Cypher spent over a year building with no private investment before fair-launching through a public ICO. the raise was structured around what was genuinely needed to build out the roadmap, and the market responded accordingly.
post-launch price obviously matters, but the launch itself should not be optimised purely around short-term chart performance. the real goal is giving a team enough resources and alignment to continue building regardless of what happens in the market over the following months.
this is why i believe onchain ICOs are the best path forward, but only if done properly and in a highly curated way.
maybe one project only needs to raise $50,000. maybe another genuinely requires 100x more. the important part is that the structure reflects reality instead of forcing every team into the same launch meta. even before Cypher, we spent several years doing this as the largest DeFi protocol on one of the largest L2s, so we have gone through countless launches to know what works and doesn't. this is why we're building bespoke market infrastructure at Cypher, and doing it only on L1.

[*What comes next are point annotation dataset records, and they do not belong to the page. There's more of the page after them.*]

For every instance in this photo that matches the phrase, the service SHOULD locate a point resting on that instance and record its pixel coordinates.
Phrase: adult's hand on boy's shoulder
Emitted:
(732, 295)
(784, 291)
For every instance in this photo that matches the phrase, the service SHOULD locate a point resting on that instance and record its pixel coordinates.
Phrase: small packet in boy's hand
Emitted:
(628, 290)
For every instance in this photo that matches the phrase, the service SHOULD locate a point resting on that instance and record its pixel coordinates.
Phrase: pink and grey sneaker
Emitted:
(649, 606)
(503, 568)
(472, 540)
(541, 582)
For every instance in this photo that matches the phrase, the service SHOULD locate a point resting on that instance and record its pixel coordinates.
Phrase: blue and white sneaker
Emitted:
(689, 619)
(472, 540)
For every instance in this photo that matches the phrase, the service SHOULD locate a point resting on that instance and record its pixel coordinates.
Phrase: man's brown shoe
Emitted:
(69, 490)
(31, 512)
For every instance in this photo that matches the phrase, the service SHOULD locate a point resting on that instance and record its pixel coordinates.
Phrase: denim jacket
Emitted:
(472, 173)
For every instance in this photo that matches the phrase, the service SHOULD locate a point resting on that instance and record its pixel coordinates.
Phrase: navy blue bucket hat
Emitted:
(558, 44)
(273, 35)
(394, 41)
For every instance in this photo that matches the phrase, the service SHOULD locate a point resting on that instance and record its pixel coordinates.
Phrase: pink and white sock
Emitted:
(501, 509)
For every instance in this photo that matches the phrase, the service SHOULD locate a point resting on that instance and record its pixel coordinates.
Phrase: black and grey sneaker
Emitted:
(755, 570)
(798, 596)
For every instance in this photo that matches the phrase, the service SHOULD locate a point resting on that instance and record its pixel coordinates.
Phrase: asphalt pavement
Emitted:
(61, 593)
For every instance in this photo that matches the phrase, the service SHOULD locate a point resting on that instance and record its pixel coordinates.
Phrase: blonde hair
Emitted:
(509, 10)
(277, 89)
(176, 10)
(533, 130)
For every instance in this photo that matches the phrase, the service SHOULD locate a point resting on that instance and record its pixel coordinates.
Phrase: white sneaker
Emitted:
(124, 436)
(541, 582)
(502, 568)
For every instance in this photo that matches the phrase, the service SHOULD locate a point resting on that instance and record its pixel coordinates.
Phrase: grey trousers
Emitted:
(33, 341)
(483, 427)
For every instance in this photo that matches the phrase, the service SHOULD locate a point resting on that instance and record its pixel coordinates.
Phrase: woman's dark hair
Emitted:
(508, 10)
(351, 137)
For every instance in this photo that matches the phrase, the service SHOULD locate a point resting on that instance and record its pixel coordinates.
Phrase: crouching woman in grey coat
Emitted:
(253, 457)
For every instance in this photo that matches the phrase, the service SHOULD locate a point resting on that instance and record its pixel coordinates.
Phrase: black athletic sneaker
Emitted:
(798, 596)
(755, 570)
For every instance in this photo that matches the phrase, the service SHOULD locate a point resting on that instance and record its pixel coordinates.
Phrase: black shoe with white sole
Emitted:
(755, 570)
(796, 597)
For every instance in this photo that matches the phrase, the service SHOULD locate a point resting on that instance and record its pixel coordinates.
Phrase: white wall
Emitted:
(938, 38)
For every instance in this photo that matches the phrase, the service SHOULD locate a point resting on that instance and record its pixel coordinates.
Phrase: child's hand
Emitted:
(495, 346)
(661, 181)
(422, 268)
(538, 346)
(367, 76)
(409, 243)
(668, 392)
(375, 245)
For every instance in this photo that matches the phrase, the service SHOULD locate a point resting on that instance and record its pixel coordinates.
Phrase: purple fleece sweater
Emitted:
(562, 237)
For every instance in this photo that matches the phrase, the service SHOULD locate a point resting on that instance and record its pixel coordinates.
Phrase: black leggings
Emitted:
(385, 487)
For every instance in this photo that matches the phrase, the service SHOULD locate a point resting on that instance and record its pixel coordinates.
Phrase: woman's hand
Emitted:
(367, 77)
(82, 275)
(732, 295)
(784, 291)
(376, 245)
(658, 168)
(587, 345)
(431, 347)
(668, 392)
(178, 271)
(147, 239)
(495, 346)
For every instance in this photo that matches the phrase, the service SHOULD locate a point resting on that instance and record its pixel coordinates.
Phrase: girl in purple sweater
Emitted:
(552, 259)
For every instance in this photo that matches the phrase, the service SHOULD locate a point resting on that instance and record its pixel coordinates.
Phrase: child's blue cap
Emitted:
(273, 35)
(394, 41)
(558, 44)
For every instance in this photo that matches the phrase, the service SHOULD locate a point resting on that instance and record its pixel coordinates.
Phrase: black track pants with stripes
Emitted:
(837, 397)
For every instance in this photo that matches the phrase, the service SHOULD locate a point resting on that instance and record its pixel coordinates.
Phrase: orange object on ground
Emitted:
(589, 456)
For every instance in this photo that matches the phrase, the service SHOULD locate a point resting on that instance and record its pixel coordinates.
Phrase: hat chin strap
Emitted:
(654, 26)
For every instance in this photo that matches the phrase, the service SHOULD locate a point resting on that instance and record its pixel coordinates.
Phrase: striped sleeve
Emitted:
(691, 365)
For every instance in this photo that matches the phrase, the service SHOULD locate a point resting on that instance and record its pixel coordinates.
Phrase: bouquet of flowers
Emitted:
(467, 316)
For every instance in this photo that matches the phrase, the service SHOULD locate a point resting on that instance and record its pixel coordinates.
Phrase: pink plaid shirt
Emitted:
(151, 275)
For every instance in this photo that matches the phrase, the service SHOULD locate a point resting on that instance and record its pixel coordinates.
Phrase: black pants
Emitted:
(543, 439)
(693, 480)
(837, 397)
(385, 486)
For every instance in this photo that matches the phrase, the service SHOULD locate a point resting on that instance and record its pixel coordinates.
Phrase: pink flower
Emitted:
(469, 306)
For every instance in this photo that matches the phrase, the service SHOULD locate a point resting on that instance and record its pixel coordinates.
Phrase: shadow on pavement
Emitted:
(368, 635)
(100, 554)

you inherit the values of the chain you launch on, and you also inherit the values of the platform you raise and trade on. the most bullish approach is building an approach that rewards users, aligns teams to the success of the protocol, and still gives builders enough foundation to actually execute long-term.
we've been very deliberate about making our values clear, so that when teams look at Cypher they understand the intention behind everything we do:
- only built natively on L1
- no VCs or private investors
- fair-launched once the product was live through a public ICO
- all value accrues back to the token
- everything built is designed to support real builders
- driven by long-term alignment instead of extraction
if you actually care about what you're building and want to do it in the fairest way possible, the structure matters just as much as the product itself.
it won't be easy, but we'll continue proving why we believe so strongly in Cypher's vision of rebuilding capital markets on Ethereum L1.